22 February 2011

It's Not Personal

Recently, I made the decision to disconnect from a bunch of "Facebook friends." I culled my list by about 20%. My criteria? Not totally scientific, but if I'd never met you in person or had any significant direct interaction (or it had been 20+ years since that last happened), you only contacted me when you needed me to do something for you, or you were primarily using FB for business/promotional reasons, you were pretty much guaranteed to get axed. I dumped virtually all the brands I was following at the same time, too, taking that list from 150+ down to under 25, most of which are in my neighborhood.

There's been some blowback. To say the least.

But here's the thing: it's not personal. Really it's not. That's why, if you're one of those who did get cut, I'm probably still following you on Twitter and/or connected to you on LinkedIn. I'm not trying to be a douchebag, and I'm definitely not trying to say I'm too "important" for anyone.

What I am saying is that I'm really, really busy. We all are. Cases in point:
  •  I haven't seen my best friend from grad school in over 2 years, and he lives less than 100 miles from me.
  • I have two nieces and a nephew I adore, and I only see them about 2-3 times a year. I talk to their father, my only sibling, maybe twice a year outside those visits.
  • Up until recently, when I've been fortunate enough to see him 3 times in the last month, I had only seen one of my best friends in DC twice since his son was born.
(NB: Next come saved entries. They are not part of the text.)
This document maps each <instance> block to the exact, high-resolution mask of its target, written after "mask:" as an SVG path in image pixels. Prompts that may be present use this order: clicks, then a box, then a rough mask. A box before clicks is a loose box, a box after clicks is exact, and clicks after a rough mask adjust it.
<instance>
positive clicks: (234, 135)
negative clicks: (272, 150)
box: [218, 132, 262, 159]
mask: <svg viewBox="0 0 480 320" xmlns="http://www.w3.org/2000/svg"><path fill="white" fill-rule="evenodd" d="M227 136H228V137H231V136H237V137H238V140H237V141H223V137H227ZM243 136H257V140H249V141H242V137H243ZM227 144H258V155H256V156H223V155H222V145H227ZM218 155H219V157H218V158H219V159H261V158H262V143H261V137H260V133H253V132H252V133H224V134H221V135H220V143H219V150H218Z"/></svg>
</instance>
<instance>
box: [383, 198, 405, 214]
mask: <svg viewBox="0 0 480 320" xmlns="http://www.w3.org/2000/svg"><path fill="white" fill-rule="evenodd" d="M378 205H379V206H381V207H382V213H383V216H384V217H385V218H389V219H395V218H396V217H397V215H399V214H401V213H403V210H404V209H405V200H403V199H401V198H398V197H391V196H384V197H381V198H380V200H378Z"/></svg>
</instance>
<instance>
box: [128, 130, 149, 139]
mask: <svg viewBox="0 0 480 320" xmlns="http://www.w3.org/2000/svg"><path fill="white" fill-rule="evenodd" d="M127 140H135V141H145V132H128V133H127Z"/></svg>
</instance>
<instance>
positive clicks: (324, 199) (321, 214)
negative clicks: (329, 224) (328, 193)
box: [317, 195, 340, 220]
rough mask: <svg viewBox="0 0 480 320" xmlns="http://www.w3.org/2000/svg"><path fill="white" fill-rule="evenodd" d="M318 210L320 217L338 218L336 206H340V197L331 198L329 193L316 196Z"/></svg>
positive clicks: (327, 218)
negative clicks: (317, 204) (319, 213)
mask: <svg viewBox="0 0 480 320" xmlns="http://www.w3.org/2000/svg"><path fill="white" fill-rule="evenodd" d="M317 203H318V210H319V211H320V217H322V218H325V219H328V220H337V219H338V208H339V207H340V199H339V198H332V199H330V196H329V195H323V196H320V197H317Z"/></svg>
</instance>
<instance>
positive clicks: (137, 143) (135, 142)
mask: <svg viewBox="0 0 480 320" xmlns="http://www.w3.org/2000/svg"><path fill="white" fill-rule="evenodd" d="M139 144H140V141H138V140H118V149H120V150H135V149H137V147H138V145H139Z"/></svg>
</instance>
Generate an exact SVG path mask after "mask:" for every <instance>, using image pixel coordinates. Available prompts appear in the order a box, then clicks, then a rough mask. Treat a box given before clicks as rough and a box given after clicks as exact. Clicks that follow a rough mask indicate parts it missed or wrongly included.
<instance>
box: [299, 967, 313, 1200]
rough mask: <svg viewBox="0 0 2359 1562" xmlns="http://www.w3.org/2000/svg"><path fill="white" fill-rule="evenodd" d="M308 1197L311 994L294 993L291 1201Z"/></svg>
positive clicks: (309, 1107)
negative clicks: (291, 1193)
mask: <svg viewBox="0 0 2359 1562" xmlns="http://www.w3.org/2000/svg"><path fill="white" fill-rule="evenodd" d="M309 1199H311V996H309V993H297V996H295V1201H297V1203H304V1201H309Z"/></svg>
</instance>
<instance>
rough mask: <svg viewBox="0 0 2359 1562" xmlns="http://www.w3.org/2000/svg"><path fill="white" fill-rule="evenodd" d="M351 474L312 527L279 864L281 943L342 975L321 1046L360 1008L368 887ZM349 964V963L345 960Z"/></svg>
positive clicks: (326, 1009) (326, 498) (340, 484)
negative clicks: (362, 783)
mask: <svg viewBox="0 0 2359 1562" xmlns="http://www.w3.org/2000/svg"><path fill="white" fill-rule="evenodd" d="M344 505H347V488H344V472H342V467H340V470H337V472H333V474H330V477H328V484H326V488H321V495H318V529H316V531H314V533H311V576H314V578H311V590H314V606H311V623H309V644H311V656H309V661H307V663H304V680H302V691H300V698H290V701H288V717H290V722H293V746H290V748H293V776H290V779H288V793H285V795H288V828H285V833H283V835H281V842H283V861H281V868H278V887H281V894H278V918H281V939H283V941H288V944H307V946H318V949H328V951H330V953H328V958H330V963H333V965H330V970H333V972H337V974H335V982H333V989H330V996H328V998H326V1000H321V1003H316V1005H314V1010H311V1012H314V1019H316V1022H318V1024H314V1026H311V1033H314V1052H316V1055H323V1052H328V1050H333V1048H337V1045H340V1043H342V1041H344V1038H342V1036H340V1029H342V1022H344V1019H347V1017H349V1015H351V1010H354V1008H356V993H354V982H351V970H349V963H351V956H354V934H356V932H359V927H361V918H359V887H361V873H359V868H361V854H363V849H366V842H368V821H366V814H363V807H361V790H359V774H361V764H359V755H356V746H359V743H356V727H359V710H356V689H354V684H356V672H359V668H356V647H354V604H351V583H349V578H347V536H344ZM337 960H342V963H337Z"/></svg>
His son will be two in two weeks.
  • I haven't seen a dear girlfriend and her new son in over 6 months. Other close friends? I saw them in the past week, but it had been 3+ months since the last time, in which time their little girl got her first tooth (two more on the way) and is standing with almost no help.
  • Another girlfriend and I recently had to set up a regular monthly "date" to make sure we didn't fall off each others' calendars, and she and I have been close for almost a decade.
Clearly, I have a hard time keeping up with those who are truly my nearest and dearest. Do I really care about the latest promotional blog post from someone I met once at a conference or what someone I haven't seen or spoken to since 1989 did last weekend? Well., maybe, but remember: attention doesn't scale (which may be my new motto).

What hard choices have you made recently to enable you to focus on what - and who - really matters?